Half-hour bomb barrage kills 47 in Baghdad
A barrage of co-ordinated bomb and rocket attacks in eastern Baghdad killed at least 47 people and wounded more than 200 within half an hour, police and hospital officials said.
The latest spasm of violence yesterday – which included explosives planted in apartments, car bombs and several rocket and mortar attacks on mainly Shiite neighbourhoods in the capital – came even as Prime Minister Nouri Maliki said Iraqi forces should have control over most of the country by year’s end.
The Baghdad bombings – centred on neighbourhoods controlled by Shiite militias, some of which Sunni Arabs accuse of running death squads – brought the day’s death toll across the country to at least 68.
Attackers rented apartments and shops in buildings a few days ago and planted explosives in them, detonating them by remote control almost simultaneously last night, said Maj. Gen. Jihad Liaabi, director of the Interior Ministry’s counterterrorism unit.
One of the targeted buildings was a medical centre housing doctors’ offices in al-Hamza Square on the outskirts of the Sadr City slum in east Baghdad, he told state television.
The attacks occurred between 6pm and 6:30pm and included a car bomb at a market, another behind a telephone exchange building and several rocket and mortar attacks, police said.
Police and witnesses said bodies had still not been recovered from the buildings and the death toll could rise.
Earlier in the day, a suicide car bomber killed two people at a gas station, while a British Embassy convoy was targeted in the upscale Mansour neighbourhood in western Baghdad. Two passers-by were wounded in the convoy attack, police said.
The bloodshed was part of a violent week that has left hundreds of Iraqis dead.
Maliki said Iraqi forces will assume responsibility for Dhi Qar province in the south in September, making it the second of Iraq’s 18 provinces that local forces would take control over.

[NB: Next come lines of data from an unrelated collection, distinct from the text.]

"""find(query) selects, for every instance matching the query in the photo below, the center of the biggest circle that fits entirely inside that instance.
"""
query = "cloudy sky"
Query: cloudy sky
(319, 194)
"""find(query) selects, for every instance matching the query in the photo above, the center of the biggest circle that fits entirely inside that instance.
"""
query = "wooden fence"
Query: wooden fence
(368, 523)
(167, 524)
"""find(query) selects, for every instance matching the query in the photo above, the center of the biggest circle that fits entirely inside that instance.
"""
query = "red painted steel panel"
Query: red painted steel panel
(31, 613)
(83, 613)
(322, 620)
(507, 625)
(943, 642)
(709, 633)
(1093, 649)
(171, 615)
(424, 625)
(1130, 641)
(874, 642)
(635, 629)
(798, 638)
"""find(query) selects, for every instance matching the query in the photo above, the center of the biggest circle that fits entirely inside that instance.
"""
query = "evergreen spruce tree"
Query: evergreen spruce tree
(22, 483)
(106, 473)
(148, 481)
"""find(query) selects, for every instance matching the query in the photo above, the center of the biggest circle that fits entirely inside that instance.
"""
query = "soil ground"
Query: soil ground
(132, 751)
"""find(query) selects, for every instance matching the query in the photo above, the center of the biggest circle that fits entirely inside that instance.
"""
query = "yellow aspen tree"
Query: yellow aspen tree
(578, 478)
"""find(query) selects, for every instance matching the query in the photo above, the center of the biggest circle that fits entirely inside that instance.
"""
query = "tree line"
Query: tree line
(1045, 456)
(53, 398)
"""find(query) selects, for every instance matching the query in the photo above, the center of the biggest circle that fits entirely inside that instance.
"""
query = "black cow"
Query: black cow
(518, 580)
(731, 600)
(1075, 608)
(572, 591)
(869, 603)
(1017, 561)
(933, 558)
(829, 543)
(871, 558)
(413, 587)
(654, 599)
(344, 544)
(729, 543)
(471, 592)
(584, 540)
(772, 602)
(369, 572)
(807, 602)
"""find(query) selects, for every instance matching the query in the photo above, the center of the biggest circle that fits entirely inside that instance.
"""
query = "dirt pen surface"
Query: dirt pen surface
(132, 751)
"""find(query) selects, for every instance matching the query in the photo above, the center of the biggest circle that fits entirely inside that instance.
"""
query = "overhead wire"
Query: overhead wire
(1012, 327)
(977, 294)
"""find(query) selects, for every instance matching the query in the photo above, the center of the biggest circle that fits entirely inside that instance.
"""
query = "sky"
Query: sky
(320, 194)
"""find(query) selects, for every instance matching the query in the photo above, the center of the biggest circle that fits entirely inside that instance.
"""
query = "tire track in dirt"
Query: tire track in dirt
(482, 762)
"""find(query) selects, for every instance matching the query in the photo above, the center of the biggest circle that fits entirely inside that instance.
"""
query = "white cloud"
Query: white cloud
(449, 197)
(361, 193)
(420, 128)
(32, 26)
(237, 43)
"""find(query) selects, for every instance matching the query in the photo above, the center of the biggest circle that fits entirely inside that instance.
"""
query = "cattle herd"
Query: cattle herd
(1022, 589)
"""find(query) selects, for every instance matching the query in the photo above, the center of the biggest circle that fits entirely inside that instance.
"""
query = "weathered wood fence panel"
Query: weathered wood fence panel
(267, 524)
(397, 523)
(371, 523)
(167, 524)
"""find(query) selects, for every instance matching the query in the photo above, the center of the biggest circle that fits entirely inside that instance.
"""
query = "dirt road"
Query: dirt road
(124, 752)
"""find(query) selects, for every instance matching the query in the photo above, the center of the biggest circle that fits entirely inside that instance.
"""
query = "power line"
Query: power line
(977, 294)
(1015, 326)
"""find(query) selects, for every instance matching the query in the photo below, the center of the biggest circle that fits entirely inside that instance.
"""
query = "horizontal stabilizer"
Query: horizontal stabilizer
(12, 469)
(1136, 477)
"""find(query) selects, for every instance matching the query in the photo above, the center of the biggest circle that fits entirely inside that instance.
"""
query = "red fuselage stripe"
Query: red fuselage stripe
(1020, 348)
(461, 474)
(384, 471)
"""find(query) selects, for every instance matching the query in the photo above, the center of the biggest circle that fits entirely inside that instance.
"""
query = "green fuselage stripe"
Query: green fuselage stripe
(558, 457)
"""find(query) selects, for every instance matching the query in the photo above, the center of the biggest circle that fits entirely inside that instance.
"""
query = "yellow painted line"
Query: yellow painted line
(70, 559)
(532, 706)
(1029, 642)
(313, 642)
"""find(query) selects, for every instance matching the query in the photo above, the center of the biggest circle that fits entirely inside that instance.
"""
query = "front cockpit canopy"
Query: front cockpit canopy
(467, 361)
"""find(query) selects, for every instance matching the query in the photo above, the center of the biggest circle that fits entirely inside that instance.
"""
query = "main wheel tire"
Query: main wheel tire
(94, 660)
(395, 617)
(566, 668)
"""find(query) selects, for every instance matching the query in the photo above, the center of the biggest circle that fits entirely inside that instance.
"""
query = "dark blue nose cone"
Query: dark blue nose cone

“This makes us optimistic and proud because we managed to fulfil our promise,” Maliki said. Iraqi authorities took over Muthanna province in the south from the British in July.
Dhi Qar is populated mainly by Shiite Muslims. Compared to more volatile areas, such as Anbar province in the west and Baghdad, it has been spared much of the sectarian violence. However, US commanders recently expressed concern about the growing influence of Shiite militias in the area, many of whom they say receive support from Iran.
Handing over territory from coalition control to Iraqi control is a key part of any eventual drawdown of US troops in the country.
US President George Bush has insisted that American troops must remain in Iraq until the country’s forces are capable of full control.
Despite the rash of violence during the past week, US officials have lauded the results of a security crackdown in the capital that they say has resulted in a dramatic fall in sectarian killings. They reported the murder rate in Baghdad dropped almost 50% in August compared to July, but that figure could not be independently confirmed.